В той настойчивости, с которой паланчане целыми часами ходили вокруг площади, часто несмотря на духоту или дождь, по всей вероятности, скрывалось убеждение, что в этом движении, в этом замкнутом круге есть какой-то более глубокий или высокий смысл. Оно, видимо, как-то успокаивало: так бывало каждое воскресенье, в праздники, зимой, летом, почти в любую погоду. В этом крылось упорство, символ их жизни, человеческой жизни вообще, это была иллюстрация определенных законов, привычек, таланта, веры, темперамента, воспитания, отражение тайной и явной жизни, жестокого прошлого и неясного будущего. Явление очень типичное для города тех времен. Эта ходьба по кругу выражала потерянность, стремление слиться, мечту понимать дела земные и неземные. Прежде всего мечту. Но и радость и надежду, а равно грусть и безнадежность. Эта толпа, замкнутый круг людей, как будто чего-то выжидала, подстерегала и ни на что другое не обращала внимания. Она крутилась против движения часовой стрелки от света до темноты, часто до самой ночи, при зажженных фонарях, и все не редела. Этого нельзя было бы объяснить лишь каким-то желанием движения и прогулки. В этом был и должен был быть более глубокий, даже очень глубокий смысл. Это была не прогулка, нет, нет, скорее странствие. Люди поддавались — может быть, бессознательно — мечте дойти куда-то, от чего-то избавиться… Или найти? Чем-то наполниться? От чего-то отдохнуть?

Да, определенно что-то их радовало и успокаивало. Иначе они не были бы способны на такое. Привычка? Но какой же в ней смысл? Горечь. Уверенность. Что-то от вечного и безошибочного движения человеческого сердца. Упорство. Страх. Запутанность. Решимость. Все плохое и неприятное прогнать, уничтожить и закопать. А с этим другим заговорить и вызвать. Движение по кругу было сознательным и несознательным, естественным и простым, ясным и неясным, прекрасным и зловещим, свободным, но и связанным, завораживающим и таинственным, горьким, воодушевленным, механическим, стихийным.

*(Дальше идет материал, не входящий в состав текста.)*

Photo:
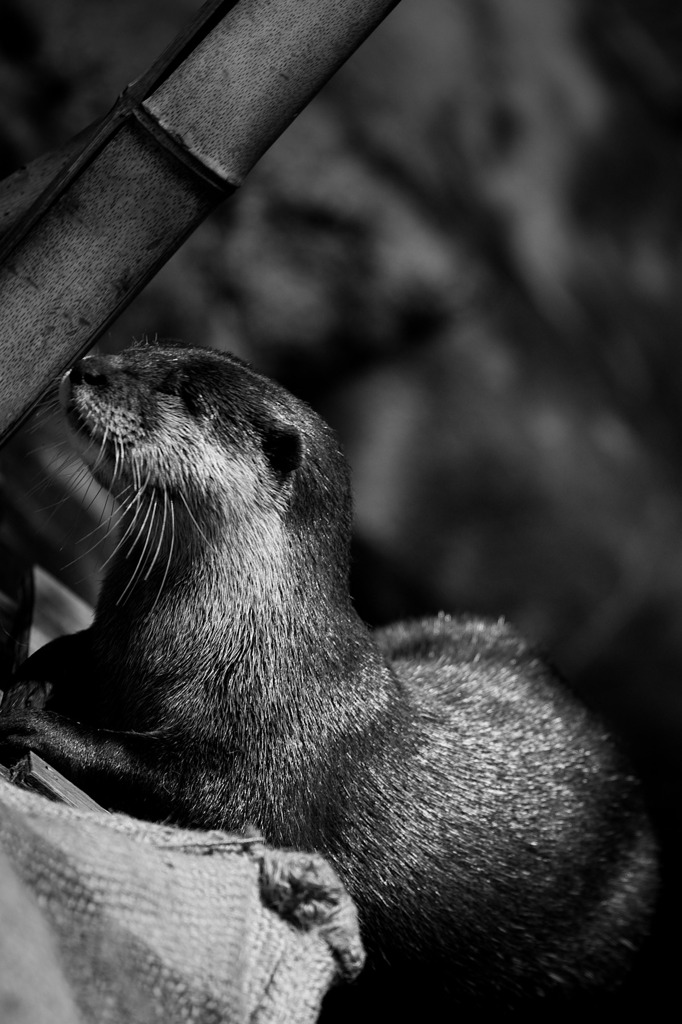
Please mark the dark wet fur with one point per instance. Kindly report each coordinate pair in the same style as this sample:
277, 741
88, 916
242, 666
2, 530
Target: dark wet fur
487, 826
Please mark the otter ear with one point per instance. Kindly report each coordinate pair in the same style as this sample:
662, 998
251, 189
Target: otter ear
283, 448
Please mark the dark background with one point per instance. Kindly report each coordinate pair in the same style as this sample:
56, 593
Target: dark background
466, 254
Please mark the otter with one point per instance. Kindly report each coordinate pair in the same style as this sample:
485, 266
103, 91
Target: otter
487, 826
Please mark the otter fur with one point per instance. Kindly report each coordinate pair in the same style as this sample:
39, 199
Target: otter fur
487, 826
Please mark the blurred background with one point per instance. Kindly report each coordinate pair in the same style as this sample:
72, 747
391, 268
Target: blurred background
466, 254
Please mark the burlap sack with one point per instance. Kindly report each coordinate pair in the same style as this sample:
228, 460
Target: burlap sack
112, 921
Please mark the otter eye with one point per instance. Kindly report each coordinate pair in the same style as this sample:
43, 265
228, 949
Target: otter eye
193, 398
283, 449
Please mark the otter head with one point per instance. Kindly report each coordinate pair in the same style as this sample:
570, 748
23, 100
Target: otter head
212, 464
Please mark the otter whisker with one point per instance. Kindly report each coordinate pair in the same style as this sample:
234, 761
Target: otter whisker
122, 511
161, 537
150, 510
170, 553
102, 445
197, 526
140, 561
108, 525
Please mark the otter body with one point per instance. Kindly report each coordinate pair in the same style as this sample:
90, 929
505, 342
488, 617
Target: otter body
486, 825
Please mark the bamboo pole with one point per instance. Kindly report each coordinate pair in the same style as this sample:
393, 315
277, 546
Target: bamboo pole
177, 141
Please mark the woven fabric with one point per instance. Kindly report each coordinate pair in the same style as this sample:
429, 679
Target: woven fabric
110, 920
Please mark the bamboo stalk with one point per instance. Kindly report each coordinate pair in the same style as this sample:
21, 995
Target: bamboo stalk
177, 141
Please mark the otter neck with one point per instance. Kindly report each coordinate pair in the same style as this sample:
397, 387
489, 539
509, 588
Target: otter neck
229, 634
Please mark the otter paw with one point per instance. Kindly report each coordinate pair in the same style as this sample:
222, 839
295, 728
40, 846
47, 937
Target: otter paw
23, 730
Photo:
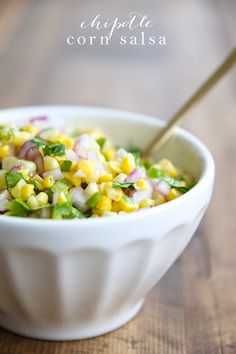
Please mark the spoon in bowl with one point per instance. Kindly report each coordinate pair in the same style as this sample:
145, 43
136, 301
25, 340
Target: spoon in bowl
178, 118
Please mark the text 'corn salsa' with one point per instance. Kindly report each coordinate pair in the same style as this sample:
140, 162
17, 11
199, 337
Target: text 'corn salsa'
59, 174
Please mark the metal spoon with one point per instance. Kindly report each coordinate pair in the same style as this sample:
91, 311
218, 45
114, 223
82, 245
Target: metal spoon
177, 119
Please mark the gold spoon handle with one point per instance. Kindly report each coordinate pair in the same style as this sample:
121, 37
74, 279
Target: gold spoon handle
161, 138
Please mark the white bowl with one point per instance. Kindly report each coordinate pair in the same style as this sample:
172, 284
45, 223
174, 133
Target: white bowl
74, 279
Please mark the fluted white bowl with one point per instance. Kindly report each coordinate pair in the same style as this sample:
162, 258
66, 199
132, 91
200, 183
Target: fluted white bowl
74, 279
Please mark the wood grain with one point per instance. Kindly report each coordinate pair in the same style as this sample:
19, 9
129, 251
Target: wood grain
193, 307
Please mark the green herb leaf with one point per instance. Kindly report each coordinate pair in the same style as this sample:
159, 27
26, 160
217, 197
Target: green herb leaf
155, 172
129, 185
12, 178
61, 186
17, 208
92, 202
56, 149
101, 142
38, 142
134, 149
66, 211
176, 184
66, 165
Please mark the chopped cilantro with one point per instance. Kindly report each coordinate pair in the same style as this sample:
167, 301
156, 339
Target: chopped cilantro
56, 149
17, 208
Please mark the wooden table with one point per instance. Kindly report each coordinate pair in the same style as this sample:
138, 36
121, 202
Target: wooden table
193, 307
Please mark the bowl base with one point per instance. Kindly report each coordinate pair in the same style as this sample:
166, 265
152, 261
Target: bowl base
75, 332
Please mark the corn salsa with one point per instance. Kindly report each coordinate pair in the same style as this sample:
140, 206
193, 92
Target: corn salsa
58, 173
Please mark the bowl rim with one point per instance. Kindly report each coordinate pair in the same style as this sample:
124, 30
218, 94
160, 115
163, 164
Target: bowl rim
207, 175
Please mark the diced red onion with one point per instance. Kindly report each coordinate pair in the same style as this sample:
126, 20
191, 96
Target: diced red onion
55, 197
4, 195
79, 198
134, 176
139, 196
38, 119
35, 156
16, 168
3, 203
71, 155
24, 149
56, 173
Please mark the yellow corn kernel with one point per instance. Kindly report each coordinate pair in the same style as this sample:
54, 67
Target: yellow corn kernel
16, 191
67, 141
31, 129
50, 163
101, 157
127, 206
120, 177
109, 153
141, 185
128, 164
61, 198
74, 166
4, 151
25, 172
115, 207
42, 198
91, 189
76, 181
86, 166
48, 182
2, 182
32, 202
102, 187
106, 177
29, 165
19, 137
26, 191
173, 194
104, 204
147, 203
168, 167
115, 167
114, 193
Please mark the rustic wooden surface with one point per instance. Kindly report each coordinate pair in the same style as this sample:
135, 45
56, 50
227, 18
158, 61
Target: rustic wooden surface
193, 308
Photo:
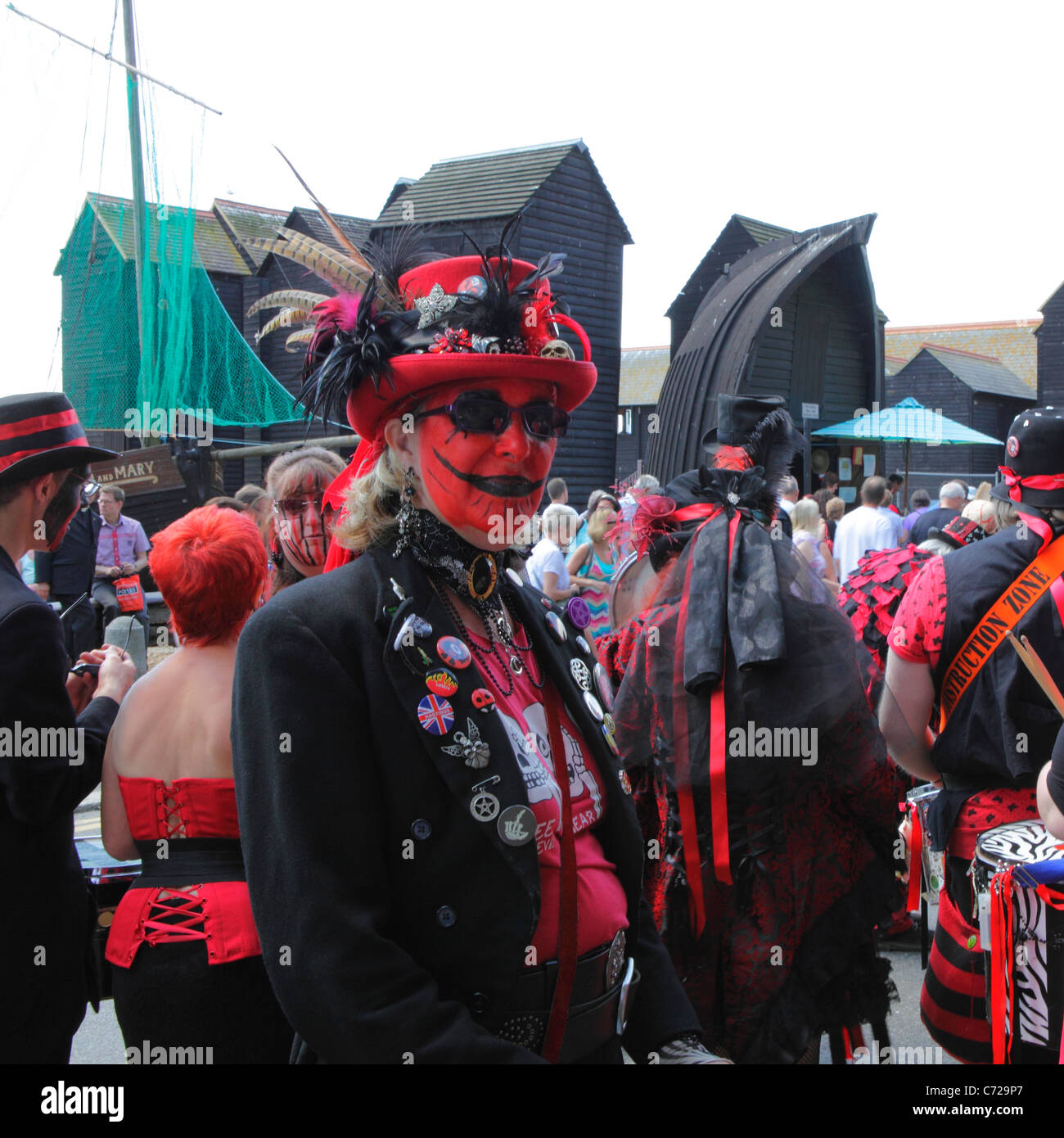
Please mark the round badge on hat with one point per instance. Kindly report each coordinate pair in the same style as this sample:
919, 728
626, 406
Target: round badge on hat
442, 682
453, 653
516, 825
579, 612
436, 715
557, 630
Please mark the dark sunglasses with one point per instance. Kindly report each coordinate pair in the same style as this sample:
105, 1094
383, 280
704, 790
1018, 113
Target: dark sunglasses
480, 414
297, 505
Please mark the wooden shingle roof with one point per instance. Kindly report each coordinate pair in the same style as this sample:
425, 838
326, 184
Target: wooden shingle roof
642, 373
1012, 341
981, 373
483, 186
213, 246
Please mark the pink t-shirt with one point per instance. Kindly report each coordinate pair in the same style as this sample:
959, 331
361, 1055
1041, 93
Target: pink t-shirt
602, 905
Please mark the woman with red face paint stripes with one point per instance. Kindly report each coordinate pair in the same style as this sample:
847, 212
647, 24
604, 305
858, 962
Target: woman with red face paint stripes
443, 858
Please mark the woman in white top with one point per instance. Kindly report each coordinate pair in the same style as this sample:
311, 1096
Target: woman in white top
547, 566
809, 533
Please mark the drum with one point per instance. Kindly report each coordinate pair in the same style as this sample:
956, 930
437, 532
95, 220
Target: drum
107, 880
1037, 969
933, 864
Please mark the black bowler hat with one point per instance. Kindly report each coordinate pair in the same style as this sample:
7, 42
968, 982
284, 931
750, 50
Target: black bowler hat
1034, 470
737, 416
40, 434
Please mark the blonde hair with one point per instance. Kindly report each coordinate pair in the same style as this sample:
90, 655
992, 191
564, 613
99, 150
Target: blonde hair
372, 504
806, 516
981, 513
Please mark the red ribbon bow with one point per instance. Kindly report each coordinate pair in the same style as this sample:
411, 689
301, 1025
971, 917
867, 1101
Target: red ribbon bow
1017, 483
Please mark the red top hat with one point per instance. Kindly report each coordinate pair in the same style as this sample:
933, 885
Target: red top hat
40, 434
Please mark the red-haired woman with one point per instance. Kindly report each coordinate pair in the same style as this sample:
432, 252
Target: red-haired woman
169, 798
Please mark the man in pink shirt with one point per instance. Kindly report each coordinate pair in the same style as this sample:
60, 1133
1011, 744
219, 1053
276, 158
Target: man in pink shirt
122, 551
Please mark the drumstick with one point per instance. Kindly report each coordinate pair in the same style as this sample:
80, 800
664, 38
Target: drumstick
1034, 664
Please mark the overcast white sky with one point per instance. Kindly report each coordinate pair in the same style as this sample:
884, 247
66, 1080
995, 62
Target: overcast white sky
941, 117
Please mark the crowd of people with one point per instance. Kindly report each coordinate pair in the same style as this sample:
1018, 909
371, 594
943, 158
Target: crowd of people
408, 793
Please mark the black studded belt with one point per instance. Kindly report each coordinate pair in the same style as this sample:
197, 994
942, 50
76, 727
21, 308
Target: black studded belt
602, 992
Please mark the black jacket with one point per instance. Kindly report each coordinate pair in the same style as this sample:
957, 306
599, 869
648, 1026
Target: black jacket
44, 940
70, 571
391, 921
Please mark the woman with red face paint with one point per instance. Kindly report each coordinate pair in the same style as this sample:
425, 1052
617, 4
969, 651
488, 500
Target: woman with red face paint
431, 878
298, 533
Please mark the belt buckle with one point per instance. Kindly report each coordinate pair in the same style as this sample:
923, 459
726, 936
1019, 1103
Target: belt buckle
615, 960
623, 1001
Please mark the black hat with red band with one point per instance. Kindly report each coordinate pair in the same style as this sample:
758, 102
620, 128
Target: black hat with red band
1034, 472
40, 434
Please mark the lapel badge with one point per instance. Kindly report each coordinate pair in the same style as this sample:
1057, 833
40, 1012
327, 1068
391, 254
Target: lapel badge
484, 806
580, 674
579, 612
435, 715
440, 682
484, 700
453, 653
413, 626
471, 747
593, 706
516, 825
606, 689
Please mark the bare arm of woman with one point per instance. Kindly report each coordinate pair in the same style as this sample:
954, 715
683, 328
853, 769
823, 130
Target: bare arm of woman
114, 823
550, 586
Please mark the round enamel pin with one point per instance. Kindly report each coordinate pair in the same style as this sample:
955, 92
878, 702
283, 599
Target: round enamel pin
579, 612
453, 653
484, 700
435, 715
442, 682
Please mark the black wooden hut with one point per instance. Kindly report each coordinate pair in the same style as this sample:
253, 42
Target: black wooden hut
565, 209
973, 390
1051, 350
795, 315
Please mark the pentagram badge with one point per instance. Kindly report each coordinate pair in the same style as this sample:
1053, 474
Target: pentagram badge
434, 306
580, 674
484, 806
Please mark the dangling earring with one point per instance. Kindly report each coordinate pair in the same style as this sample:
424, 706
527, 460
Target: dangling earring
408, 518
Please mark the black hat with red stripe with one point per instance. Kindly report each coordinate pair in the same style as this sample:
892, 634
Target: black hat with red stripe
38, 434
1034, 473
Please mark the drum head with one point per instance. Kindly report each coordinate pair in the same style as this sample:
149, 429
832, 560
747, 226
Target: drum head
635, 585
1019, 843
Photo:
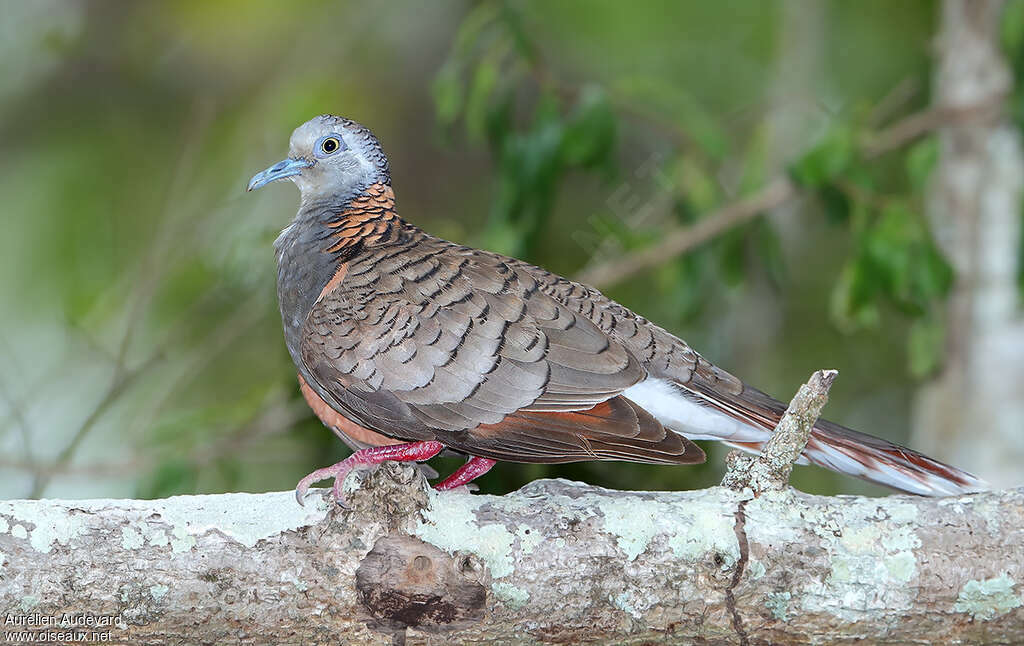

Кто видел подобное в первый раз — тот ужаснулся, непонимающе оглядывался, и, хотя это движение поначалу казалось ему странным, постепенно оно захватывало и его.

Если человек после нескольких часов ходьбы выбирался из людского, двигающегося по кругу кольца, он чувствовал прилив энергии и в то же время смирение. Новая неделя могла начаться. Паланчанин был готов ко всему, он осознал право на свою жизнь, решимость, энтузиазм, веру и охоту преодолеть все заботы и дожить в полном здравии и счастье до следующего воскресенья.


Речан высидел в скверике посреди площади до того момента, когда зажглись уличные фонари. Все время он с любопытством и недоумением смотрел на поток людей и пытался понять смысл этого движения.

При входе на Парковую улицу он увидел на другом ее конце возле парка невысокого мужчину с козой, направляющегося к зданию бывшего почтамта. Он уже слышал кое-что об этом человеке, якобы сумасшедшем, выдающем себя за графа Мандарина.

Дома оказалось, что жена с дочерью еще не вернулись. Он поскорее лег и постарался заснуть, чтобы уйти от неприятных мыслей. Долго ворочался, однако возвращения женщин не дождался. Может быть, как раз в минуту, когда глаза его сомкнулись от усталости, их коляска только выезжала с курорта. Это было незадолго до полуночи.

Над тихим, молчаливым ночным краем сиял огромный свод светло-синего звездного неба, словно откуда-то из-за горизонта его освещали мощные дуговые лампы. Дорога белела, выбегая из одной деревни и вбегая в другую, уже темную, и деля ее, как нитка — черный глиняный кирпич. На дороге вдалеке виднелись несколько велосипедов, кое-где — автомобиль, мотоцикл и несколько легких колясок.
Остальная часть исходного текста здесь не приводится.